The dbGaP is a controlled-access data repository and currently serves as a central portal to submit, locate and request access to genomic and associated phenotypic data. It is a highly utilized, valuable, and rapidly growing resource with over 750 studies available for access. Users of dbGaP have access to a wide range of data types such as microarray, genome-wide association study, whole and targeted genomic, transcriptomic, epigenomic, and metagenomic data. As of January 2017, NIH has approved approximately 28,000 Data Access Requests for over 4,500 investigators from 46 countries.

Over the years, users of the dbGaP system have shared their feedback, and many have expressed a number of frustrations relating to the difficulty in navigating the submission process. To address these concerns, NIH has made a number of improvements to dbGaP (see Box 1). To best serve the needs of the research community and enable robust and responsible data sharing, it is imperative that new resources, tools, and data management models be developed to make the system as user-friendly and efficient as possible, as well as increase its utility.

With this in mind, NIH released today a Request for Information (RFI) seeking public comments on the data submission and access processes for dbGaP, and on the management of data within dbGaP, in order to consider options to improve and streamline these processes.

It is vital that we hear from members of the research community on this topic. We want to take your thoughts and ideas into account when attempting to increase the utility of dbGaP. I invite all stakeholders who currently use or may use dbGaP to provide us with their thoughts.
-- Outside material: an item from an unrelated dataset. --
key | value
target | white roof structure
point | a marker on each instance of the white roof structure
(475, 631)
Comments will be accepted until April 7, 2017.

                                                   

Box 1: Recent Improvements/Upgrades to dbGAP  

  • Development of standard data use limitations to promote consistent implementation of the consent group categories.
  • Development of fillable Institutional Certification forms to standardize and expedite the Institutional Certification process for institutions.
  • Implementation of user-friendly, electronic study registration, submission, DAR, project renewal, and project close-out forms.
  • Development of the dbGaP Data Browser to enable viewing of controlled-access summary statistics and individual-level genotype and sequence data associated with phenotypic features, by dbGaP approved users, without the need to download datasets.
  • In collaboration with the Global Alliance For Genomics and Health Beacon project, implementation of a simple web interface that allows users to query dbGaP for genomic variants of interest and their presence in the database.
  • Issuance of a Position on the Use of Cloud Computing Services for Storage and Analysis of Controlled-Access Data Subject to the NIH Genomic Data Sharing Policy to allow investigators to request permission to transfer controlled-access genomic data and other associated data obtained from dbGaP to public or private cloud systems for storage and analysis.
  • Creation of search filters for dbGaP datasets (e.g. data use limitations, disease area, data type).
  • Assembly of two data collections that allows investigators to submit a single DAR to gain access to most of the individual-level datasets in dbGaP approved for general research use (currently includes 96 datasets), or only the aggregated data from these datasets.
  • In an effort to promote transparency, the addition of a “Facts & Figures” section on the NIH GDS website to highlight current dbGaP data submission and access statistics, including DAR processing times and data management incidents.
  • Development of a mechanism to establish structured partnerships with external organizations or “trusted partners”.